Katy Gillcrist era stata adottata alla nascita, nel 1957. Lo ha sempre saputo e nonostante non fosse curiosa di scoprire le sue origini da bambina, con l'età adulta ha deciso di intraprendere la ricerca. "I miei genitori adottivi mi hanno sempre amata – racconta – e la nostra famiglia era felice. Non volevo disturbare l'equilibrio. Ho iniziato ad avere curiosità ormai in pensione, nonostante non mi sia mai mancato niente". Così, nel 2017 decide di avviare le sue ricerche, più che altro per individuare fratelli o sorelle. Basandosi su un test del Dna, ha iniziato a cercare. In questo modo è riuscita a trovare sua cugina, Susan Gillmor, che l'ha aiutata a cercare sul web. Il primo shock è stato scoprire che la sua madre naturale aveva avuto altri sei figli, tutti dati in adozione.

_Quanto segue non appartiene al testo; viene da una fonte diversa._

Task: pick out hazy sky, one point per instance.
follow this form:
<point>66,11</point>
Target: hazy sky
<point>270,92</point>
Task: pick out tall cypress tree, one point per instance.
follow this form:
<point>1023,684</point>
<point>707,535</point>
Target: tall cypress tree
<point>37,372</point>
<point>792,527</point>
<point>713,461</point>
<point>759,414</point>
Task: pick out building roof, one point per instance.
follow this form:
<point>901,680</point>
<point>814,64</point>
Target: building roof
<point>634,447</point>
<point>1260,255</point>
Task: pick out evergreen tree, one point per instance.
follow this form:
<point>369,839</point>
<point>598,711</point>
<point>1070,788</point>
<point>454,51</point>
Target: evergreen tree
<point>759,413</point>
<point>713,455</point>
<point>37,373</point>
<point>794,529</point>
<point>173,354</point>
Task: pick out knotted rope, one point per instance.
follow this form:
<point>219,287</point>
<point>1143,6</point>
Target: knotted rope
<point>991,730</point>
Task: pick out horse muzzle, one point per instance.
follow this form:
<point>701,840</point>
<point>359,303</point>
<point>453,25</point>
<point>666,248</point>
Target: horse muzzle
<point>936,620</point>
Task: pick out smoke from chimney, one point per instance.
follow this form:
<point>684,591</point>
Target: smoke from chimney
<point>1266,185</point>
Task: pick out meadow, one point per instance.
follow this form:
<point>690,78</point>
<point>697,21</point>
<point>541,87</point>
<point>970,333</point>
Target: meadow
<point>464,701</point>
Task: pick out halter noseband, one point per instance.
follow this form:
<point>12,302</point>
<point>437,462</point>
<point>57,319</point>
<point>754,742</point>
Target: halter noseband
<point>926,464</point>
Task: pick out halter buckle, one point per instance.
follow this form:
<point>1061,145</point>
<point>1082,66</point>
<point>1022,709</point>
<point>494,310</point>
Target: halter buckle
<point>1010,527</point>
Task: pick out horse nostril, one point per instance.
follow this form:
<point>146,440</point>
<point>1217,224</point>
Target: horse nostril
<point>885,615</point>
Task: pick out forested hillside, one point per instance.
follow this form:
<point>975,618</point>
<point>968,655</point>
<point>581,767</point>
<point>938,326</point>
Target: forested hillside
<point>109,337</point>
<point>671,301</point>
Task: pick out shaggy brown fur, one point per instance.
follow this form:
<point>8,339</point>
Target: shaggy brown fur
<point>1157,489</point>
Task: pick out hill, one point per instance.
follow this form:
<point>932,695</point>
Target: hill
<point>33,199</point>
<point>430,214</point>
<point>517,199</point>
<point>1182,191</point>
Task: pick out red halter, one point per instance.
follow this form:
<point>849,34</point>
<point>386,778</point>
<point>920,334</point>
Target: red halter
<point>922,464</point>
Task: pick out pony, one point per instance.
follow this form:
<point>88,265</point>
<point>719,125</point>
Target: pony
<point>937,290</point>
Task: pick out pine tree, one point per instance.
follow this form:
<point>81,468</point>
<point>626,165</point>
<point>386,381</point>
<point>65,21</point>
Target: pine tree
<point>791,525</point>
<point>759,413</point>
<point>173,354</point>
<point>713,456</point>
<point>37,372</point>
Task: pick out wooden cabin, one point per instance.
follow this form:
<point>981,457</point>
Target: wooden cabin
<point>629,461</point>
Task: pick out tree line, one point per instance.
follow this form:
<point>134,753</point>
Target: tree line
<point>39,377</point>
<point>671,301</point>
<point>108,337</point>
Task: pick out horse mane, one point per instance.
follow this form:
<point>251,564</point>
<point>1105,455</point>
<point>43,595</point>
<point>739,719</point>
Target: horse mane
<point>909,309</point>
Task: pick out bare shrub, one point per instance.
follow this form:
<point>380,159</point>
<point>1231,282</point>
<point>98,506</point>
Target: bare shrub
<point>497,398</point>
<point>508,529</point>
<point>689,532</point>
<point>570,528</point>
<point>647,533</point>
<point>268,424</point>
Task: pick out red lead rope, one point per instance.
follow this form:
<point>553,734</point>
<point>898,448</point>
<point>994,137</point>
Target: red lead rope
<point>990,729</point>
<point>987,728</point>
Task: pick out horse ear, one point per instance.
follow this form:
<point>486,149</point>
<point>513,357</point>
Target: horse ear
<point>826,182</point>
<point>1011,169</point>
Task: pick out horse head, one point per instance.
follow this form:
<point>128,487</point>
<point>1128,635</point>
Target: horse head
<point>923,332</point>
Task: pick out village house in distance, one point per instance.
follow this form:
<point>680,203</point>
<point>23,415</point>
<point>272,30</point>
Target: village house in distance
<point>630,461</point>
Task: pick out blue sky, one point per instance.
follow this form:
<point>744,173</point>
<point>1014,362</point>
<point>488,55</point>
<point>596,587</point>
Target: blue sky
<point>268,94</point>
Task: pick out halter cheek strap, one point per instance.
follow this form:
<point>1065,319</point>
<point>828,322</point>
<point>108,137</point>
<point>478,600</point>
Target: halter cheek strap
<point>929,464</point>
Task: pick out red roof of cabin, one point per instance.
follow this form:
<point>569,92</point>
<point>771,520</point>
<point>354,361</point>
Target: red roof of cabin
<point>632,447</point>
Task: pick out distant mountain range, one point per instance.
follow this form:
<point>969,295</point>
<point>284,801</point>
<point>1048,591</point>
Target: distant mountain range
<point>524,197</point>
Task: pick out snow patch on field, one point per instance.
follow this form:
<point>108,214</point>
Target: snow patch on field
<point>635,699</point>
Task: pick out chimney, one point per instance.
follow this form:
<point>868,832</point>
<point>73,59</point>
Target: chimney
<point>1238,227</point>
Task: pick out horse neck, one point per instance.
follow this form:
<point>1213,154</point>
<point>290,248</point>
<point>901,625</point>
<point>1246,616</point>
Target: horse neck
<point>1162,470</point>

Già da questo primo dettaglio, Kathy aveva capito che qualcosa non andava. Infatti ha scoperto che suo padre biologico aveva sposato nel 1959 un'altra donna, uccidendola poi nel 1976. L'aveva massacrata a martellate e con lei anche i loro tre figli di 5, 10 e 14 anni. Coinvolta nella furia omicida anche la nonna. Un killer in piena regola, insomma, ancora oggi ricercato dall'Fbi. Lo shock ha portato l'insegnante di inglese ormai in pensione a scrivere un libro sulla sua ricerca. Ne parla con la serenità di chi non ha mai incontrato i genitori naturali e non ha mai conosciuto l'orrore del suo passato. "Nel 1976 avevo 19 anni e stavo partecipando a un concorso di bellezza. Era il primo marzo e io venni eletta Miss Stoughton. Nel frattempo, in quelle stesse ore, mio padre stava massacrando la sua famiglia. Io stavo vivendo una gioia, mentre lui diventava un assassino".

William Bradford Bishop Jr era un pilota per il Dipartimento di Stato. Parlava cinque lingue e aveva vissuto anche in Italia. Per l'Fbi era uno dei dieci ricercati più pericolosi. Lo aveva inseguito per tutta Europa e sua figlia è convinta che sia ancora vivo. "Conosceva l'Europa – spiega – probabilmente ci è tornato e si è rifatto lì una vita". Oggi avrebbe 84 anni. L'agente che ha indagato sui suoi omicidi ne ricorda l'orrore. "Prendere a martellate la testa e il volto dei tuoi figli che dormono è un atto di estrema crudeltà" ha raccontato Charles Adams, al tempo incaricato di raccogliere gli indizi sul fatto di cronaca. Dopo gli omicidi, Bradford ha guidato per 300 chilometri dal Maryland alla Carolina del nord per disfarsi dei corpi. Li ha seppelliti nei boschi del parco nazionale delle Smoky Mountains, dove la polizia ha poi ritrovato la sua auto. L'uomo aveva molti problemi psicologici e un carattere violento: soffriva di ansia e depressione e assumeva diversi farmaci pesanti. Quel giorno era stato scavalcato per una promozione. Un'angoscia che aveva deciso di riversare ingiustamente sulla sua famiglia.

Il tutto è raccontato nel libro "It's in my Genes" di Kathy Gillcrist. Qui nota che anche lei ha sofferto di insonnia e ansia come il padre. Un padre che vedeva anche nei tratti del suo volto. Quando sua cugina le ha rivelato di aver scoperto dettagli sul padre, lei gli aveva chiesto se fosse famoso. La cugina non ha saputo come risponderle. Le aveva dato solo nome e cognome e le aveva suggerito di cercare con Google. Nel libro, Kathy non rivela mai il nome della madre e dei suoi fratelli e sorelle. "Sono brave persone – dice, dando l'idea di averli incontrati – e hanno diritto alla loro privacy".